Die CD der Woche: Fantastic Negrito – Have You Lost Your Mind Yet?

Was haben Soziopolitik und psychische Probleme gemeinsam? Der zweifache Grammy-Preisträger Fantastic Negrito geht dieser und anderen Fragen auf seiner neuen Scheibe “Have You Lost Your Mind Yet?” nach. Mit feurigem Temperament und emotionaler Sensibilität bleibt der vielseitige Musiker seinem eigenen Stil treu und vereint dabei Vergangenheit und Gegenwart in einem farbenfrohen Feuerwerk aus Blues, Rock, Soul und gefühlt hundert weiteren Genres. Entstanden ist eine LP, die gleichzeitig melancholisch und energetisch, nachdenklich und ausgelassen rüberkommt…


Bildquelle: Promomaterial

Laut einer online veröffentlichten Ankündigung möchte Fantastic Negrito mit seinem Album an afroamerikanische Platten aus den späten 60ern und den 70ern anknüpfen, die von den soziopolitischen Problemen der damaligen Gesellschaft erzählen. Seitdem ist in den Vereinigten Staaten längst nicht alles gut geworden: Auch oder gerade in der heutigen Zeit scheint ihm die amerikanische Gesellschaft weiter zu zerbrechen. Dieser Eindruck kommt in den 11 Tracks der Platte mal mehr, mal weniger stark zum Ausdruck.

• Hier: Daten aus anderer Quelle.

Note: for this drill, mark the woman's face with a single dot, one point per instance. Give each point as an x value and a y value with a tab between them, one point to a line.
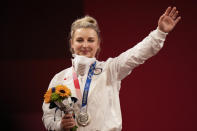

Stilistisch spannt Fantastic Negrito einen großen zeitlichen wie musikalischen Bogen von den Anfängen des Blues bis hin zum Hip Hop des 21. Jahrhunderts. Und so klingt das Album mal wie eine wehmütige Bummelei, mal wie eine rasante Spritztour durch die weiten Gefilde der afroamerikanischen Musik: Auf dem Fundament des Bluesrock würzt er seine Titel mit Anleihen aus Gospel, Jazz, Funk und Soul. Sein Sound wirkt dabei nie altbacken oder gar wie aufgewärmte Konservenware. Mit verschiedensten Elementen aus Pop, R&B und Rap klingt jeder Song frisch und zeitgemäß. Über allem steht jedoch die soulige, expressive und facettenreiche Stimme, die durch alle Nuancen schillert und damit jedem Song einen eigenen Charakter verleiht.

Die Lieder des Albums kommen ganz nebenbei mit einer klaren Message: In seinen Texten erzählt Fantastic Negrito unter anderem vom Kampf mit psychischen Problemen. Auf seiner Webseite präzisiert er seine Botschaft noch weiter: All der Schmerz und die Dunkelheit sind, relativ gesehen, nur von kurzer Dauer – man kann sie aber nur gemeinsam überwinden. Sein Rat deshalb: Ab und zu mal offline gehen und mit Leuten reden. Wenn man jemandem wirklich in die Augen schaut, fühlt man die Kraft und Verletzlichkeit eines Menschen, und – letztendlich – Liebe.

Fantastic Negrito liefert damit möglicherweise auch eine Antwort auf die Frage, wie man den gesellschaftlichen Problemen unserer Tage beikommen kann: In Zeiten, in denen Leute lieber übereinander als miteinander reden, appelliert er für mehr Nähe und mehr Menschlichkeit. Nur wenn wir zusammenstehen, können Hürden genommen werden. Egal ob im großen Kontext bei der Ausgrenzung von Minderheiten, oder im Kleinen: mit der psychischen Gesundheit jedes einzelnen.

Es geht also um Einheit in der Vielfalt. Und die demonstriert Fantastic Negrito mit jedem Track seiner Platte.